Este domingo se cumple el centenario del final de la Primera Guerra Mundial. Condujo en tan solo veinte años a la Segunda, con los mismos protagonistas y una carnicería aumentada: 30 millones de muertos en una, 50 millones en la otra. Las conmemoraciones oficiales de reconciliación ocultan estos días la realidad con esfuerzo. Los estrategas militares pensaban en 1914 que se trataría de un conflicto de pocos meses, pero las innovaciones técnicas transformaron el “modo de producción” de la guerra en una matanza sin precedentes: artillería pesada, carros de combate, bombardeos aéreos de objetivos civiles, armas químicas... Tan solo en la batalla de Verdún de 1916 cayeron 300.000 soldados muertos, en la del río Somme el mismo año más de 400.000. La mitad de las
víctimas mortales de la Primera Guerra Mundial fueron civiles. En la Segunda ascendieron a dos tercios.

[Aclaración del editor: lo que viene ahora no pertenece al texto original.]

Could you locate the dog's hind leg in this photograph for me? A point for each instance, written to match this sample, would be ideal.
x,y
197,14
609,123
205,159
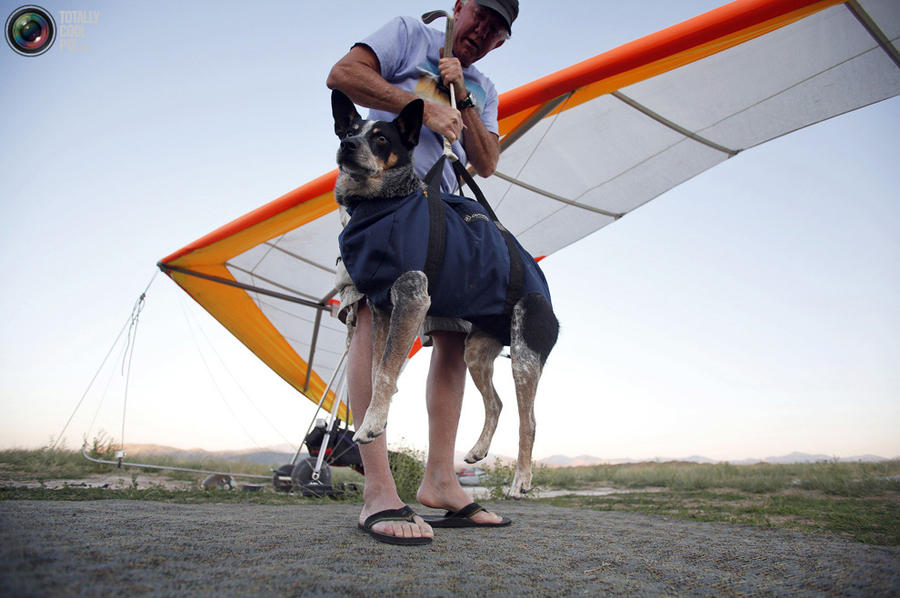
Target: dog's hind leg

víctimas mortales de la Primera Guerra Mundial fueron civiles. En la Segunda ascendieron a dos tercios.
Los partidos socialistas europeos tuvieron en 1914 una responsabilidad particular en la aceptación de ir a la guerra. Disponían de mucha influencia entre trabajadores y sindicatos, sin embargo optaron por ceder ante el patriotismo interclasista que reclamaban las fuerzas conservadoras, el enaltecimiento de la guerra como una cuestión de amor de la patria y odio al enemigo.

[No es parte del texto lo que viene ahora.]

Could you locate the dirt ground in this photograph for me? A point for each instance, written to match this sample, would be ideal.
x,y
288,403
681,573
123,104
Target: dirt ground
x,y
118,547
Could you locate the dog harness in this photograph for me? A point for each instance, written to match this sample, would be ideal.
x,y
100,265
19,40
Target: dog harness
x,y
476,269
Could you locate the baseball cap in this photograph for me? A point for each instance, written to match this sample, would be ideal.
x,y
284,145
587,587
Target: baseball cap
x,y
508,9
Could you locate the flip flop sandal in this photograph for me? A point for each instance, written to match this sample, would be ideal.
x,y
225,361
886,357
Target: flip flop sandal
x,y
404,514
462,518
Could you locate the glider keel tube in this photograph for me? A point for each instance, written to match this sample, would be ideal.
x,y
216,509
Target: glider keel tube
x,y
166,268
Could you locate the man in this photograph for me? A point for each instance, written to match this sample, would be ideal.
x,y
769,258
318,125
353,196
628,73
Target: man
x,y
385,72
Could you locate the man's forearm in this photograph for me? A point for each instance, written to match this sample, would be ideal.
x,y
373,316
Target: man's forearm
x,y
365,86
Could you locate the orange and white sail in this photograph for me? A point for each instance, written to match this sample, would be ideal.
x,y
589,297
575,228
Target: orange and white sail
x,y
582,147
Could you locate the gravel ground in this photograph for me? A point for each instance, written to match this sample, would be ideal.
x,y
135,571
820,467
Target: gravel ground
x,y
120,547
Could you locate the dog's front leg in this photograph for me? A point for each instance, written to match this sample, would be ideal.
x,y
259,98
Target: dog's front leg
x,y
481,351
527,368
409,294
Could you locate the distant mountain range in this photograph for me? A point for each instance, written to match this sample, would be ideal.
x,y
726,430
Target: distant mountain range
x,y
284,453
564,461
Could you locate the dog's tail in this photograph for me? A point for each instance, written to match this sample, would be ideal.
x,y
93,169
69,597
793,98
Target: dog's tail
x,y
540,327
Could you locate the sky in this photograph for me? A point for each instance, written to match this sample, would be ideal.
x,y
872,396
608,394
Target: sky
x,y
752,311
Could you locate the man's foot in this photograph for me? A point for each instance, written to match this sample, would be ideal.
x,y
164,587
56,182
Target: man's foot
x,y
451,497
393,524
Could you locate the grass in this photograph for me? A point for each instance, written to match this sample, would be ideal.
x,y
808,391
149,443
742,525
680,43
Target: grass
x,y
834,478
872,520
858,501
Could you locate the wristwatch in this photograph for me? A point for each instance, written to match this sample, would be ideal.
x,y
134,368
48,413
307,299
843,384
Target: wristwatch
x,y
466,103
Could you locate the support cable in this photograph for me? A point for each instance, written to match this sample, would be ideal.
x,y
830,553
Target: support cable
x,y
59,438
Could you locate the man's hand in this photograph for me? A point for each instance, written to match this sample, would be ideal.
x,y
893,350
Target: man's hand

Fernand Braudel apuntó en Gramática de civilizaciones: “Occidente se hallaba en 1914 al borde de la guerra igual como al borde del socialismo. Este segundo estaba a punto de alcanzar al poder, de fabricar una Europa tan moderna o tal vez más más que la de ahora. La guerra arruinó aquellas esperanzas en pocos días, en pocas horas”.

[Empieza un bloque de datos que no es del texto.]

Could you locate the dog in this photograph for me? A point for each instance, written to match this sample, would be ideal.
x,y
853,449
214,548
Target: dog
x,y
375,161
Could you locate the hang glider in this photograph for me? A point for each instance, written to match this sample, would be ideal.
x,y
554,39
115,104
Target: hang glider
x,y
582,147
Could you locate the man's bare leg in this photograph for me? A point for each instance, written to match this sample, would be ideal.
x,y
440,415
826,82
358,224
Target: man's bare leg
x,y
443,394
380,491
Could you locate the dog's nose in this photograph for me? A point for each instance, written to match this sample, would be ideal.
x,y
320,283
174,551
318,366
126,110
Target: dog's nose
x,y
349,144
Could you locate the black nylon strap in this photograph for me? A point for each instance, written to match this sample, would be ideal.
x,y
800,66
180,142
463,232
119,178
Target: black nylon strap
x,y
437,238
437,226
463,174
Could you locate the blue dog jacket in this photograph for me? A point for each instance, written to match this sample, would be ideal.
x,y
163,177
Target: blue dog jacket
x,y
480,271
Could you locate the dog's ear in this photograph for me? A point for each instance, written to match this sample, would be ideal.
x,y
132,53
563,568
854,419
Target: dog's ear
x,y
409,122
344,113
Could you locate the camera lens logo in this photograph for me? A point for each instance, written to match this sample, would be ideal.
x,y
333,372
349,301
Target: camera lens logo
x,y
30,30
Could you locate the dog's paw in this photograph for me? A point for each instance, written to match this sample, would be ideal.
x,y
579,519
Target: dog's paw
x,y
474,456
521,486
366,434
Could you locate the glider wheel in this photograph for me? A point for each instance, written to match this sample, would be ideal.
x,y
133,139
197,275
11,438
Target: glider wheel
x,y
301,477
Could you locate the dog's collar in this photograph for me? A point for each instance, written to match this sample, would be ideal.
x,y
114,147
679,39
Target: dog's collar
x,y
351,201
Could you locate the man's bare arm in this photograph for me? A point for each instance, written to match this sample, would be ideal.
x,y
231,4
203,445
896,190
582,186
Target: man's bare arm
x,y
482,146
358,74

La reunión de la Internacional Socialista celebrada en Bruselas el 29 de julio de 1914 todavía se opuso a la guerra inminente. Jean Jaurès subió a la tribuna para clamar: “Después de veinte siglos de cristianismo sobre los pueblos, después de cien años del triunfo de los principios de los derechos del hombre, ¿cómo es posible que millones de hombres se maten sin saber por qué ni sin que lo sepan sus dirigentes?”.
Dos días más tarde Jaurès era asesinado en un café parisino por un estudiante nacionalista. Una semana antes del atentado, el portavoz de la extrema derecha Léon Daudet escribió en el diario L’Action Française: “No quisiéramos empujar a nadie al asesinato político, pero que el señor Jaurès tiemble”.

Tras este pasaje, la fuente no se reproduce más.